CSE373 Fall 2013: Homework 3 - Priority Queues

Outline

Due Dates, Turn-In, and Rules

Due 11:00PM Friday October 25, 2013

Read What to Turn In before you submit — poor submissions may lose points.

Turn in your assignment here

Provided Code

Download these files into a new directory:

Programming

Implement three priority queues. All three implementations should implement the provided PriorityQueue interface (include implements PriorityQueue in your Java code), which means they should work with priorities that have type double and there are no corresponding items attached to the priorities. Your implementations should be as follows:

Put your three implementations in three separate Java files, BinaryHeap.java, ThreeHeap.java, and MyPQ.java.

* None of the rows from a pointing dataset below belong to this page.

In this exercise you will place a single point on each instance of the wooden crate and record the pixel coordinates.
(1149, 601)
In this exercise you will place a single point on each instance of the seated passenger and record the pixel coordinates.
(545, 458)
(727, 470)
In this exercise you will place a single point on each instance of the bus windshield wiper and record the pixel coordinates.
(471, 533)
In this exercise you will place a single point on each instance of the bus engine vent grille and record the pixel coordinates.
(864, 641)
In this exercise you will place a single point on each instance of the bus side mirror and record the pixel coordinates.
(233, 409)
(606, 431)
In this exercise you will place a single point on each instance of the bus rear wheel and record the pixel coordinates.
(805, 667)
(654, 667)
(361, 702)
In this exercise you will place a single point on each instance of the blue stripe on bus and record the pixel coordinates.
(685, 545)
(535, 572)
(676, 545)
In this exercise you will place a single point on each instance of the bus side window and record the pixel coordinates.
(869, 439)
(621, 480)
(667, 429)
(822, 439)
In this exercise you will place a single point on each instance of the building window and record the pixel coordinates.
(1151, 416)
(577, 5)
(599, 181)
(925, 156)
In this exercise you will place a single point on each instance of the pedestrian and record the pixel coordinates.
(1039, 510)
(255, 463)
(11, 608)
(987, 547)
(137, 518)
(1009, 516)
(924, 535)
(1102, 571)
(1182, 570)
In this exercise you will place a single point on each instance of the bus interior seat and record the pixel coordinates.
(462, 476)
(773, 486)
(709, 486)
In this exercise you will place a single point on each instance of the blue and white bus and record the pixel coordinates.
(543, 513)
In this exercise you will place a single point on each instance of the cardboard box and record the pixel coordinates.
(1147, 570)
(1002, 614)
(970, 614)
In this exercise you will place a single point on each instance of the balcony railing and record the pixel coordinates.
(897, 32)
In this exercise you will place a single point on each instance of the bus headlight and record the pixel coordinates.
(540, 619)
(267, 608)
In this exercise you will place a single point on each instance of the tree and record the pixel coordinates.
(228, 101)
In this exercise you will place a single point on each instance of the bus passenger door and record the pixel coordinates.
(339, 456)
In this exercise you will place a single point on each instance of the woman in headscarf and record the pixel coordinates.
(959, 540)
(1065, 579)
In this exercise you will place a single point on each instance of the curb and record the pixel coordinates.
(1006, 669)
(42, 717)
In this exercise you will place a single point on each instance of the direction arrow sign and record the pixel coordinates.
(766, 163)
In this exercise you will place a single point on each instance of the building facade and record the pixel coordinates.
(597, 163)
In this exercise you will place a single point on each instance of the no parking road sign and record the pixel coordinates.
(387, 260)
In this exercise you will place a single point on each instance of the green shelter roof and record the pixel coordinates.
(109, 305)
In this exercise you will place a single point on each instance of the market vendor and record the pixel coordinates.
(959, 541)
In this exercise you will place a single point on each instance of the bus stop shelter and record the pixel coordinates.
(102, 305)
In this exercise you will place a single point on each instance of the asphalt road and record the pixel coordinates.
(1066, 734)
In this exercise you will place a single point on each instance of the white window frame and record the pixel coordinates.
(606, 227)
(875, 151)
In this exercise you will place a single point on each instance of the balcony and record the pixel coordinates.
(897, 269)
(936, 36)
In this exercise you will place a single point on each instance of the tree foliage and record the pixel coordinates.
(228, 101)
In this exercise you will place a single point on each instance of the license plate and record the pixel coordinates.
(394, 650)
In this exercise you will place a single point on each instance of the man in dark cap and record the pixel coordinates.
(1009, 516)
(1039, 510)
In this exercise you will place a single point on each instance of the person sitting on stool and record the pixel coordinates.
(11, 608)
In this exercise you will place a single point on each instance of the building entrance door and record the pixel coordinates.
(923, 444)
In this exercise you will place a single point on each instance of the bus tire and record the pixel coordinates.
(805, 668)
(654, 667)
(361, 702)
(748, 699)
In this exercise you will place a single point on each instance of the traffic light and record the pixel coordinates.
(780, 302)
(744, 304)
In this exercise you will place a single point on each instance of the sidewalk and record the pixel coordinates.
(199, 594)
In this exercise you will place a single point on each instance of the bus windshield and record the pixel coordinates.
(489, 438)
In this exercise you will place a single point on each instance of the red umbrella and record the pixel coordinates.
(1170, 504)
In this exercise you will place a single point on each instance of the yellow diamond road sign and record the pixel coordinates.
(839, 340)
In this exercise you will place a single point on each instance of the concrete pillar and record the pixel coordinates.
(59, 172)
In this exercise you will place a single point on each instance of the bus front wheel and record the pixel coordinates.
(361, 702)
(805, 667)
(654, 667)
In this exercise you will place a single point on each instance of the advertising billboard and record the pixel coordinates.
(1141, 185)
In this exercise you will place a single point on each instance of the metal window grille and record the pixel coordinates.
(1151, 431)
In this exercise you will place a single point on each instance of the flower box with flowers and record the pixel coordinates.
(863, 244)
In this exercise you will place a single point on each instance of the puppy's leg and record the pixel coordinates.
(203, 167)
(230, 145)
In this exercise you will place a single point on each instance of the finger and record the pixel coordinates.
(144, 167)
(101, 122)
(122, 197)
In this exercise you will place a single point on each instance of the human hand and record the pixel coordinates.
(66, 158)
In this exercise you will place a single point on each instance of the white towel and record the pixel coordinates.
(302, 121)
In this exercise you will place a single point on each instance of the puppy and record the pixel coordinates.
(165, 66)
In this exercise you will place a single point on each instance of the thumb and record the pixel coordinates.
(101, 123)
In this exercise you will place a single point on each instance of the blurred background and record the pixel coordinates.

Your priority queues should allow duplicates. That is, two or more copies of the same value should be allowed to exist in the heap at the same time. For example, if you call deleteMin and you have {3.0, 3.0, 6.0, 7.0} in the heap, it would just return one of the 3.0 values, then on the next deleteMin it would return the other 3.0. It does not matter "which" 3.0 is returned first. According to our definition of priority queue, what must be guaranteed is that both 3.0 values will be returned before a 6.0 or 7.0 is returned, and that the 6.0 would be returned before the 7.0.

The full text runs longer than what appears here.